Autoformalization · Lean 4

Can an AI rewrite Euclid into a language a computer can check?

And if it can — what decides whether it works: the wording of the math, or how you ask?

A study by Reza Ramji · GPT-4o · 2,653 runs

Euclid, Book I · human prose

On a given finite straight line AB, to construct an equilateral triangle.

Lean 4 · machine-checkable

theorem prop_I_1 (A B : Point) : ∃ C, equilateral A B C := …

prose → formal · if it compiles and checks, it is correct — no trust required

Scroll

The question

A textbook proof is written for people. Lean 4 is a language a computer can verify line by line: if a Lean proof compiles and type-checks, it is correct — no appeal to authority required. Getting a language model to do that translation for us is autoformalization.

So: can an AI put Euclid's Elements into that machine-checkable form — and what decides whether it works? Two suspects. The wording of the math (which English translation you feed in), or how you ask (the style of the examples in your prompt).

The experiment

Two knobs, one geometry

Wording (three translations) vs. how you ask (three prompts).

Compile rate by translation × prompt style (Book I, GPT-4o)
	Fitz. prompt	Heath prompt	Mod. prompt
Fitzpatrick	76.3%	60.0%	45.9%
Heath	67.9%	65.5%	52.6%
Modern	73.5%	63.2%	46.8%

Down a column (prompt fixed) the translations barely separate; across a row (prompt changing) the rate collapses from 72.6% to 48.4%.

01 · What we varied

Two knobs: the wording, and the prompt

The first knob is wording. The 48 propositions of Euclid's Book I survive in three sharply different English registers — Heath (1908, archaic), Fitzpatrick (2007, variables named explicitly), and a plain Modern paraphrase. Same math, three voices.

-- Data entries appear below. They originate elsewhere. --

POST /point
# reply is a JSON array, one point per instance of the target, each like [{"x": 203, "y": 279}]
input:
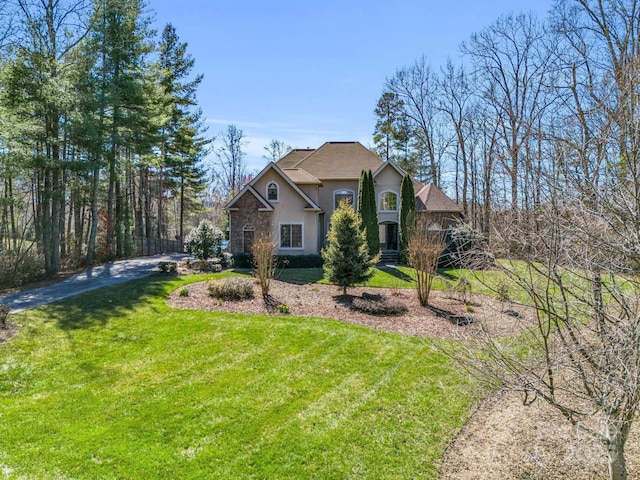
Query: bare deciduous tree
[{"x": 424, "y": 249}]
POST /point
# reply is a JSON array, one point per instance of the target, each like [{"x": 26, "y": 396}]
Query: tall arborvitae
[
  {"x": 346, "y": 257},
  {"x": 407, "y": 214},
  {"x": 121, "y": 44},
  {"x": 368, "y": 212}
]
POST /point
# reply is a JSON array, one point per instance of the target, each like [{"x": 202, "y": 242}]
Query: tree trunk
[{"x": 615, "y": 453}]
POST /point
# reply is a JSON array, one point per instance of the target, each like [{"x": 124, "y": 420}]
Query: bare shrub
[
  {"x": 264, "y": 261},
  {"x": 378, "y": 306},
  {"x": 230, "y": 289},
  {"x": 424, "y": 249},
  {"x": 4, "y": 313}
]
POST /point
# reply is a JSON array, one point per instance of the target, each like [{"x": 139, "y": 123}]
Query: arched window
[
  {"x": 248, "y": 234},
  {"x": 273, "y": 192},
  {"x": 347, "y": 196},
  {"x": 388, "y": 202}
]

The second knob is the prompt: the style of the worked examples we show GPT-4o before asking it to translate. We built three of those too.

02 · The design

Cross every wording with every prompt

To tell the two knobs apart, we crossed them: three translation registers × three prompt styles, fully counterbalanced. Every translation faces every prompt.

That 3×3 grid shows GPT-4o's compile rate — how often the Lean it produces actually type-checks — over 2,653 runs.

03 · Read it down

Change the wording — almost nothing happens

Hold a prompt style constant — read down a column — and the three translations land within a few points of each other. The wording you feed in hardly matters.

No significant effect (p=0.603).

04 · Read it across

Change the prompt — the result collapses

Now read across a row. Swap the prompt style and the compile rate falls off a cliff — from 72.6% with the best style to 48.4% with the worst.

A 24-point swing (p<0.001). The lever is how you ask, not the prose.

How you prompt matters.
Which translation you feed in does not.

What this means

To get autoformalization working on your own mathematics, the lever isn't cleaning up your prose — it's styling your few-shot examples to match how you write, especially whether they introduce variables explicitly.

These numbers are GPT-4o, on compilation rather than full semantic correctness. A small local model (Qwen2.5-Coder-7B) had memorized the benchmark — it compiled best from empty input — so the study controls for that and reports the clean model only. The full design, statistics, and caveats are in the PDF.